Dans l’immédiat, le défi va être de pouvoir organiser des circuits patients fluides pour obtenir l’intégralité du bilan initial (histologie, bilan d’extension, fonctionnel, moléculaire), sans allonger le délai avant l’initiation des traitements.
À moyen terme, ces résultats très prometteurs serviront de référence à de futurs essais d’escalade et désescalade thérapeutiques, dans l’objectif de personnaliser la prise en charge en fonction de la pathologie du patient et éventuellement de sa réponse au traitement.
Escalade thérapeutique pour les mutations EGFR
Un autre changement de stratégie important concerne les patients atteints de cancers bronchiques mutés EGFR (délétions de l’exon 19 et la mutation ponctuelle L858R), dès la première ligne de traitement. Jusqu’à présent, l’osimertinib était le traitement de première ligne privilégié pour le CPNPC avancé avec mutation EGFR. Il s’agit d’un inhibiteur de l’EGFR-ITK de troisième génération, qui inhibe de manière puissante et sélective les mutations sensibles à l’EGFR-ITK et de résistance à l’EGFR-T790M.
Cependant, deux études ont remis en question cette approche.
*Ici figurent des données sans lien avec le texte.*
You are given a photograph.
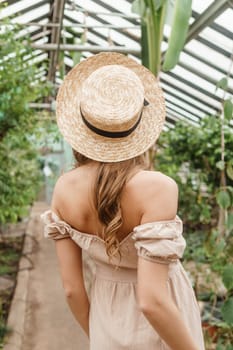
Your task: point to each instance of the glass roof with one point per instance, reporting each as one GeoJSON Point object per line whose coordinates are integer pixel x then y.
{"type": "Point", "coordinates": [99, 25]}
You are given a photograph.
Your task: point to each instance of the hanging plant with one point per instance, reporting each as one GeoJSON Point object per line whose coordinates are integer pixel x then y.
{"type": "Point", "coordinates": [154, 14]}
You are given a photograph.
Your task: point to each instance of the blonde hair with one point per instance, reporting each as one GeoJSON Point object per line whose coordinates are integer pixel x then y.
{"type": "Point", "coordinates": [109, 183]}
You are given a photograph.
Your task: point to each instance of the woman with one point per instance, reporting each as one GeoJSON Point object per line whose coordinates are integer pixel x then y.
{"type": "Point", "coordinates": [111, 110]}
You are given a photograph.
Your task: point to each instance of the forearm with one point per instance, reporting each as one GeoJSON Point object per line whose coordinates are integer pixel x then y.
{"type": "Point", "coordinates": [167, 322]}
{"type": "Point", "coordinates": [80, 309]}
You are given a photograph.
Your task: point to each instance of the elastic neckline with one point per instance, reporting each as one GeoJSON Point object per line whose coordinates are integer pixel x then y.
{"type": "Point", "coordinates": [129, 235]}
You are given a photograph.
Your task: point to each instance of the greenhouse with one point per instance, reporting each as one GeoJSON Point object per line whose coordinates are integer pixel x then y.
{"type": "Point", "coordinates": [50, 160]}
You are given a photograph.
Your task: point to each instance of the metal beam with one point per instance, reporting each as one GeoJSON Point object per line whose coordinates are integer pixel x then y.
{"type": "Point", "coordinates": [207, 17]}
{"type": "Point", "coordinates": [90, 48]}
{"type": "Point", "coordinates": [57, 10]}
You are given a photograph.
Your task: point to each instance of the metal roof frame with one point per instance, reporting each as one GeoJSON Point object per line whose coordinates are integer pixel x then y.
{"type": "Point", "coordinates": [47, 38]}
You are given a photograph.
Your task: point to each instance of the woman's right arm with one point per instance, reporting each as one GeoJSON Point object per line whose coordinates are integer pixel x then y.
{"type": "Point", "coordinates": [157, 306]}
{"type": "Point", "coordinates": [159, 203]}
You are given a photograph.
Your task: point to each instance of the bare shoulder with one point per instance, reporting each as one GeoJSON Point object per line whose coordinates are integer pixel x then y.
{"type": "Point", "coordinates": [157, 194]}
{"type": "Point", "coordinates": [154, 181]}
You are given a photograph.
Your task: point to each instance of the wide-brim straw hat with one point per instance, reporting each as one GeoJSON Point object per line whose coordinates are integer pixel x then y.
{"type": "Point", "coordinates": [110, 108]}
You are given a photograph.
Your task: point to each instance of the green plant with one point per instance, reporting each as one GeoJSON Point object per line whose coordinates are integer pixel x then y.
{"type": "Point", "coordinates": [154, 14]}
{"type": "Point", "coordinates": [200, 159]}
{"type": "Point", "coordinates": [20, 173]}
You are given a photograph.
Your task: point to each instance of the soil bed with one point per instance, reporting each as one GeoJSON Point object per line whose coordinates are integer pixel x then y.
{"type": "Point", "coordinates": [10, 252]}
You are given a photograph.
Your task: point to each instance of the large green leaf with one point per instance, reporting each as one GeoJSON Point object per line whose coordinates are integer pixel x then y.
{"type": "Point", "coordinates": [227, 311]}
{"type": "Point", "coordinates": [158, 4]}
{"type": "Point", "coordinates": [223, 199]}
{"type": "Point", "coordinates": [139, 7]}
{"type": "Point", "coordinates": [227, 276]}
{"type": "Point", "coordinates": [222, 83]}
{"type": "Point", "coordinates": [180, 24]}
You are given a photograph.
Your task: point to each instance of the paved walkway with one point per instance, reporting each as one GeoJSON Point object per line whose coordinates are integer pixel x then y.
{"type": "Point", "coordinates": [49, 324]}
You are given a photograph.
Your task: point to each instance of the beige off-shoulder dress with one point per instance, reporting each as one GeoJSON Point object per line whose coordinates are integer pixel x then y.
{"type": "Point", "coordinates": [116, 323]}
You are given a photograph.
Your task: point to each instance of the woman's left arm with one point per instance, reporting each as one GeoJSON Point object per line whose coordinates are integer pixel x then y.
{"type": "Point", "coordinates": [70, 262]}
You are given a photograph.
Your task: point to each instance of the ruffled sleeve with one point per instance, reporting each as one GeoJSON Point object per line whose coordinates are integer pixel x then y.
{"type": "Point", "coordinates": [160, 241]}
{"type": "Point", "coordinates": [54, 227]}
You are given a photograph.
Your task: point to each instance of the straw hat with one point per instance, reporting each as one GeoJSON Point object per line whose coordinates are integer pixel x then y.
{"type": "Point", "coordinates": [110, 108]}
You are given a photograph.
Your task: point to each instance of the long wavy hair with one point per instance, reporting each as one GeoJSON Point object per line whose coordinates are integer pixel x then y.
{"type": "Point", "coordinates": [109, 183]}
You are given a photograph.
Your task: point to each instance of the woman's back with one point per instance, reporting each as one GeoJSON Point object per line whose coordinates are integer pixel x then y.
{"type": "Point", "coordinates": [74, 199]}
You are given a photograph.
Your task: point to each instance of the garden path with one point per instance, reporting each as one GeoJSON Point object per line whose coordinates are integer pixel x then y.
{"type": "Point", "coordinates": [49, 324]}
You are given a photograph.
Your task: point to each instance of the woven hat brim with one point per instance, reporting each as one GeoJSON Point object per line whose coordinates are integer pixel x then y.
{"type": "Point", "coordinates": [97, 147]}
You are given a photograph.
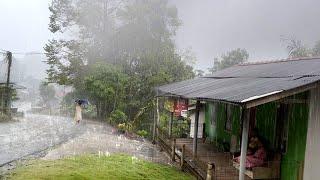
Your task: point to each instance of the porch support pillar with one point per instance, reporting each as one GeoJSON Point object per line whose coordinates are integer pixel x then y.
{"type": "Point", "coordinates": [244, 142]}
{"type": "Point", "coordinates": [154, 126]}
{"type": "Point", "coordinates": [170, 124]}
{"type": "Point", "coordinates": [195, 130]}
{"type": "Point", "coordinates": [156, 121]}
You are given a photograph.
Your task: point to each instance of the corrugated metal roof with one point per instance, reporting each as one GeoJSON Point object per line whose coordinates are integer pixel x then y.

Les données sur les EGFR-ITK de première génération, associés à la chimiothérapie, suggéraient un effet additif, mais l’association osimertinib et chimiothérapie n’avait pas été évaluée à proprement parler.
Or, l’étude randomisée Flaura2, présentée à la World conference of lung cancer (WCLC) à Singapour en septembre 2023, a relevé une amélioration significative du critère principal, la survie sans progression (SSP) dans le groupe recevant l’association osimertinib/chimiothérapie : la SSP est de 25,5 vs 16,7 mois dans le groupe osimertinib seul (HR = 0,62), soit une amélioration de 8,8 mois.
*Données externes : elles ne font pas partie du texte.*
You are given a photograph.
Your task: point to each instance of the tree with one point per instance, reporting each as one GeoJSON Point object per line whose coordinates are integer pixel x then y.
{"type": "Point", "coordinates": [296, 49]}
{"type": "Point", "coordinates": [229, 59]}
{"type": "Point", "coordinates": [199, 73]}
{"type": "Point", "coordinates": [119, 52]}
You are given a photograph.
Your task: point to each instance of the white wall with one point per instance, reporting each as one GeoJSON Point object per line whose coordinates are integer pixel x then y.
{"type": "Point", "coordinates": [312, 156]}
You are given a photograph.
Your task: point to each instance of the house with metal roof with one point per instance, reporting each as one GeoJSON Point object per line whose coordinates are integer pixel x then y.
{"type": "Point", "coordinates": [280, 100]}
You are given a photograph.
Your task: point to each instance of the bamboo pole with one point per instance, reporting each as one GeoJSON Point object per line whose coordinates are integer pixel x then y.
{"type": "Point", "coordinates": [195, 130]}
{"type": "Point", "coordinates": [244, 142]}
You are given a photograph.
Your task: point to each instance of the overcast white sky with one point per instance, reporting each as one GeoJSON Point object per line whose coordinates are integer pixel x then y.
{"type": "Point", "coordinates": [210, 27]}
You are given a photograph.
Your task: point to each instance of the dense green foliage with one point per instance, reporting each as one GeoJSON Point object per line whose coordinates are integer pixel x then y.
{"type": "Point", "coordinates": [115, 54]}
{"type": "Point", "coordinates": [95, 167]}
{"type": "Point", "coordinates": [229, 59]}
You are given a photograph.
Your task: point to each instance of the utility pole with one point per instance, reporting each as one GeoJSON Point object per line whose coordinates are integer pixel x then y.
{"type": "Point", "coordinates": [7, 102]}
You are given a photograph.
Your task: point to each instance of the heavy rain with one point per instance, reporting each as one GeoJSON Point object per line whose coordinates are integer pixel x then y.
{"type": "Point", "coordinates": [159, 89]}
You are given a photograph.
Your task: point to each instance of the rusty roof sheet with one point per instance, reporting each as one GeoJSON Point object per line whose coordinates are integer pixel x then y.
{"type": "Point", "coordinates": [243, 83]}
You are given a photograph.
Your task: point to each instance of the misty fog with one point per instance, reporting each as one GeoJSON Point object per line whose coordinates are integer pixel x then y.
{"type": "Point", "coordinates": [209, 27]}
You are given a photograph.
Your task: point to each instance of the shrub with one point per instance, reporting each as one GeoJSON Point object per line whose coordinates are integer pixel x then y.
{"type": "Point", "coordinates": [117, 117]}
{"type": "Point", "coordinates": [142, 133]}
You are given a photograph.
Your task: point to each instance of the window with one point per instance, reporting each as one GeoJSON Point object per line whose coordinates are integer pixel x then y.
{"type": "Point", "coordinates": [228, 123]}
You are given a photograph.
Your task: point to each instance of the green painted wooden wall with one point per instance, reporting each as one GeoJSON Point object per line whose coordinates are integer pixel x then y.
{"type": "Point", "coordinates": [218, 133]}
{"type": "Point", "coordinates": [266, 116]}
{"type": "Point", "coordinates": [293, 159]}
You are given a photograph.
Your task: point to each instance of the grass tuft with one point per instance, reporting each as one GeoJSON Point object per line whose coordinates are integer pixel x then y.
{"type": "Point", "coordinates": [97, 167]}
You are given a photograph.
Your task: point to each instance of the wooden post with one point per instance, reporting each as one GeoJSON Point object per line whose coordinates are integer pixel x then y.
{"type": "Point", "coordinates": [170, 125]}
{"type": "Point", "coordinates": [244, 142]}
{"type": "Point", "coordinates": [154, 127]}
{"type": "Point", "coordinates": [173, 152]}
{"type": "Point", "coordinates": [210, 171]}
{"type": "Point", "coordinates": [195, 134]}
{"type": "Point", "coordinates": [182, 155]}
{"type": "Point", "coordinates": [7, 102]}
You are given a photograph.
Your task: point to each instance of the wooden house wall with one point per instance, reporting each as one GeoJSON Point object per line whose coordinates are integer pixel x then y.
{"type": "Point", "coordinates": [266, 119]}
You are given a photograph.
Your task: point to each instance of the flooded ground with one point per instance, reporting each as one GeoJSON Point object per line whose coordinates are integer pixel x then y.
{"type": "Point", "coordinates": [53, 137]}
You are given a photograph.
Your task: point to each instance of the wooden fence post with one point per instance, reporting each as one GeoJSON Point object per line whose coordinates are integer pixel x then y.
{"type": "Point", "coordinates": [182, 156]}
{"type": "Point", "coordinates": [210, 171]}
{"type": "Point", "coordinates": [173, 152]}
La seconde étude, Mariposa, a été présentée lors de l’Esmo 2023. En première ligne de traitement des CPNPC avec mutation de l’EGFR, elle a évalué le lazertinib, ITK de troisième génération, en association avec l’amivantamab, un anticorps bispécifique EGFR-MET, par rapport à l’osimertinib. Encore une fois, les résultats sont très positifs en ce qui concerne la SSP, passant de 16,6 à 23,7 mois (HR 0,7 ; p < 0,001). Après un suivi médian de 22 mois, le risque de progression ou de décès était réduit de 30 %.
« Il est indéniable que les gains en termes de SSP sont significatifs dans ces études, fait remarquer le Dr Naltet, avec une amélioration de plus de 8 mois pour les deux stratégies par rapport au traitement standard. Avec le bémol suivant : l’augmentation de la toxicité associée à ces associations thérapeutiques. En effet, la toxicité de grade 3 ou plus (principalement hématologiques) atteignait 27 % avec l’osimertinib seul dans Flaura 2, contre 64 % lorsqu’il est associé à la chimiothérapie, et même 75 % dans le cas de l’association lazertinib et amivantamab. » Il est donc probable que l’on se dirige vers une sélection des patients, notamment en fonction de la présence de métastases cérébrales et de la charge tumorale pour proposer cette escalade thérapeutique.
À noter qu’en deuxième ligne, les résultats de l’étude Mariposa 2, avec l’association amivantamab/lazertinib et la chimiothérapie, après osimertinib en première ligne, sont également encourageants. « Une stratégie à réserver à la seconde ligne étant donné sa toxicité élevée », note le spécialiste.